Abstract
Sequential circuits
In synchronous circuits, operations follow one another in discrete time steps. A synchronous circuit is made up of two conceptually distinct but physically intertwined parts: the Combinatorics part, on which the computation is based at each instant, and the registers, which store the values from one instant to the next. The registers are governed by a clock, which produces square-wave signals of which only the rising edges are of interest here. At each rising edge, the registers simultaneously sample and store the values of their inputs [1], then propagate these values to their outputs for the entire next cycle. A register is therefore a shifter with respect to discrete time. For simplicity's sake, we'll assume that the registers are initialized to 0 at the first cycle. For the calculation to run smoothly, it must be guaranteed that the time distance between successive rising edges of the clock is greater than the sum of the critical delay of the Combinatorics part and the register changeover time (usually much less): a synchronous circuit can therefore only operate at 1 gigahertz if this sum is less than 1 nanosecond. In the figures, a register will be drawn as a square.
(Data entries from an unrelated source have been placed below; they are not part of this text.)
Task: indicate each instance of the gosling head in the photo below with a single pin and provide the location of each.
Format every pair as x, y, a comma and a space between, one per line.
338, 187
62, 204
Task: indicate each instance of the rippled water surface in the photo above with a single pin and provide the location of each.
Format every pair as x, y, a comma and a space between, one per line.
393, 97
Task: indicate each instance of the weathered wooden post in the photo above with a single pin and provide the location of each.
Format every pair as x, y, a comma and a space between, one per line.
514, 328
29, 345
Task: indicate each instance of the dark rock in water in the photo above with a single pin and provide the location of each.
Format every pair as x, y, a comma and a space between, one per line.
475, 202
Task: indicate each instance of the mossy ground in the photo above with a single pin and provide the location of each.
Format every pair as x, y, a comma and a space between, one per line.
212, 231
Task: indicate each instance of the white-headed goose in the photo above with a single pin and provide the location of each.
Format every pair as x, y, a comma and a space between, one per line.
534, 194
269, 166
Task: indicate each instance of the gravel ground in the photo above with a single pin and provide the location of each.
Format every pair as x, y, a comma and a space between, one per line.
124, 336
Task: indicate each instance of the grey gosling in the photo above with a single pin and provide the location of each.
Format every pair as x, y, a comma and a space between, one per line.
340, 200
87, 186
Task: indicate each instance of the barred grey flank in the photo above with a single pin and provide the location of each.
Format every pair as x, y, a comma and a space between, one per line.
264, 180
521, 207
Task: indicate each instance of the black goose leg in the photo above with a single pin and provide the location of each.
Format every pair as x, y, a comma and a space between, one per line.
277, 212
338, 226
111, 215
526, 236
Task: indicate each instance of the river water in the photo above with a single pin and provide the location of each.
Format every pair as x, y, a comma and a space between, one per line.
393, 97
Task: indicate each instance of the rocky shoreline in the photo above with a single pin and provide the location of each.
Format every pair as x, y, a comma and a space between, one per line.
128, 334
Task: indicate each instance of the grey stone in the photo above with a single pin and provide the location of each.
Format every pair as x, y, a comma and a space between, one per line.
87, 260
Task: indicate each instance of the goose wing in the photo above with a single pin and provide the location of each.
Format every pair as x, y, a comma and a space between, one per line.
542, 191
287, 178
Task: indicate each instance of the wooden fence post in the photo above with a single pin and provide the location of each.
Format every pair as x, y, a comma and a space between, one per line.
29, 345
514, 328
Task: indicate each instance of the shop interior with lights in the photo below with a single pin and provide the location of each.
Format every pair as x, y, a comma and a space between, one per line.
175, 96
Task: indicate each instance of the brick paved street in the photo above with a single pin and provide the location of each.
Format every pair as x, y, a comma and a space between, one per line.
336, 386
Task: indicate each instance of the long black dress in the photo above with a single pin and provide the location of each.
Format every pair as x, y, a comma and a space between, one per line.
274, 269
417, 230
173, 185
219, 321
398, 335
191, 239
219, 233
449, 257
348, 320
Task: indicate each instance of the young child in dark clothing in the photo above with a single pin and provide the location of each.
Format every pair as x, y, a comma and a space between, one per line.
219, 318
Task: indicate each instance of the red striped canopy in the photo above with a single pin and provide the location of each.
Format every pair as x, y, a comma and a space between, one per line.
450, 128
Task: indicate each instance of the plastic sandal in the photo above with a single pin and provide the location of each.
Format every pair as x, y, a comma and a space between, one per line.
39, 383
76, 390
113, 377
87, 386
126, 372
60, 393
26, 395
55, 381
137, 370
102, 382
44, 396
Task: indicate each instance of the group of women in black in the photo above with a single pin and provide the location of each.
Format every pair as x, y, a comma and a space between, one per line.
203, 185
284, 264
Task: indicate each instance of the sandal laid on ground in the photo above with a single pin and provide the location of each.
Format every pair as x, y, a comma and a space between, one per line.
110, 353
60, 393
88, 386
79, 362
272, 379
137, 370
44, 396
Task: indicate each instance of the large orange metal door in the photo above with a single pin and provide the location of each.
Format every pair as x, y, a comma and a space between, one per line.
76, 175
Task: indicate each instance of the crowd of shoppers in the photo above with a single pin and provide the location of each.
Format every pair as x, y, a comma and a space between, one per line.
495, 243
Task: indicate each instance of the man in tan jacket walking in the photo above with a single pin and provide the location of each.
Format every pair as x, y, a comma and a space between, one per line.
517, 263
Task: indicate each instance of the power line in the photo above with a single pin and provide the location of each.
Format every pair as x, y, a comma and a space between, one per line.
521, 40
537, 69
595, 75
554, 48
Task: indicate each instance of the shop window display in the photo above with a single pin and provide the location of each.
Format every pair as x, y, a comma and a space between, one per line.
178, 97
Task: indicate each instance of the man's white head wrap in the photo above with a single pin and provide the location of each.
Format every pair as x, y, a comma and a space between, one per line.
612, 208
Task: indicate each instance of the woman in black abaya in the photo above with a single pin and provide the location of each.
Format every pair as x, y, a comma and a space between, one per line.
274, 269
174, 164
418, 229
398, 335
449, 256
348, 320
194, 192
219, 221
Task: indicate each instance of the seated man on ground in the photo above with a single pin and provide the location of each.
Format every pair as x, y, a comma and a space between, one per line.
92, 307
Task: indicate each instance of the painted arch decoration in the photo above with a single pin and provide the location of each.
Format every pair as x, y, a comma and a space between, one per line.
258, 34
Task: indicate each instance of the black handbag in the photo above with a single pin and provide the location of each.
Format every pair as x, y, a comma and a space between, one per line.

The remarkable work of Jean Vuillemin [2] establishes the relationship between 2-adics and circuits. The key points are summarized in Figure 5. Firstly, the FullAdder circuit finds in 2-adics a far more interesting definition than its purely Combinatorics definition in Fig. 1. If we denote a, b, c, s,r, the sequences of adder inputs and outputs over time seen as 2-adics, then FullAdder verifies the 2-adic invariant a + b + c = s + 2r, which advantageously replaces Boolean computation by numerical computation. The second point is that a register is a multiplier by 2 for 2-adics, since it outputs an initial 0 and then the delayed input bits. If we add a Boolean negation on each side of the register, represented by a circle, the resulting "ear register" calculates 1+2x for input x.